Hong Kong-Canadian activists are urging universities in Canada to take police recruitment ads from the former British colony off their student jobs boards, noting the force has been widely criticized for its brutal handling of mass protests.
They argue the Hong Kong Police Force is discredited and that in carrying the advertisements, the institutions are condoning its conduct.
“Canadian universities should be protecting students from dangerous employers and ensuring that their job boards are not co-opted to enable human rights violations abroad,” a joint statement signed by more than 30 Hong Kong pro-democracy groups in Canada said.
Amnesty International and other human-rights groups have documented arbitrary arrests, brutal beatings and torture by Hong Kong police since mass protests began in mid-2019 over proposed legislative changes that would have allowed extraditions to mainland China.
These protests evolved into demands for greater democracy and autonomy in the face of Beijing’s increasing encroachment on the freedoms it had once guaranteed to the city.
The Hong Kong Police Force (HKPF) faces recruitment challenges. The South China Morning Post last month reported nearly that 450 officers quit during the city’s lengthy social unrest and the recent number of new hires fell far short of targets. A poll commissioned by the newspaper late last year found nearly three quarters of respondents said the protests eroded trust in the force.

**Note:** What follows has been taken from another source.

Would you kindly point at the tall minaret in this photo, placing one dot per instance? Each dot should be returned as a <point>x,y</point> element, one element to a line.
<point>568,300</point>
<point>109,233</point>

The city’s police are looking farther afield, including in Canada, where thousands of people from Hong Kong study, and which has hundreds of thousands of speakers of Cantonese – the dominant language in Hong Kong.
Online job boards at postsecondary institutions such as the University of Toronto and the University of British Columbia have this month carried ads for the Hong Kong Police force. One recent ad on a University of Toronto Career & Co-Curricular Learning Network web page said the force has a full-time job “available immediately" for entry-level police inspectors who have the strength of character to “take command of a situation.” A similar ad, posted on a UBC Centre for Student Involvement & Careers web page, set an application deadline of June 7.
“By providing the HKPF a platform to recruit, UBC and the University of Toronto are therefore complicit in human rights violations in Hong Kong by aiding and abetting perpetrators of state violence,” the joint statement by Canadian Hongkongers said.
“Authoritarian regimes and their security forces should not be allowed to sustain their oppression by scouting for fresh recruits at Canadian universities.”
Activists have written to the two universities urging them to drop the ads.
Matthew Ramsey, director of university affairs at UBC, said in a statement that students who have concerns about potential employers should contact the employers directly, adding the institution’s job posting centre is compliant with federal and provincial guidelines for employer recruiting practices. “As always, the decision on whether to apply for a posted employment opportunity rests with our students, who make their career decisions independently. We provide support to students to research organizations and determine if opportunities are aligned with their interests and values."
The University of Toronto, in a statement, said it “encourages all students to look at their own interests and values as they make career decisions about which positions to pursue,” and added that employers can post offers on its job board as long as their practices do not violate federal and provincial laws or university policies.
Hogan Lam, a student with the University of Toronto Hong Kong Extradition Law Awareness Group, said he’s disappointed his university will not remove the ads.
Last week, McMaster University in Hamilton removed similar Hong Kong police job postings after complaints from students.
Alex Neve, secretary-general for Amnesty International Canada, said he is surprised Canadian universities allow the Hong Kong police job ads.
“Any campus across the country should be aware of the fact that there are unresolved and deeply troubling human rights concerns associated with the Hong Kong police response to protests in Hong Kong over the past year,” he said.
He added that if postings are going to be carried by university job boards, they should be “accompanied by recognition and acknowledgment of the well-documented responsibility of Hong Kong police for serious human-rights violations.”
As The Globe and Mail first reported earlier this month, 46 Hong Kong citizens – many of whom took part in the massive demonstrations there – are seeking asylum in Canada, citing harassment and brutality at the hands of police and fear of unjust prosecution.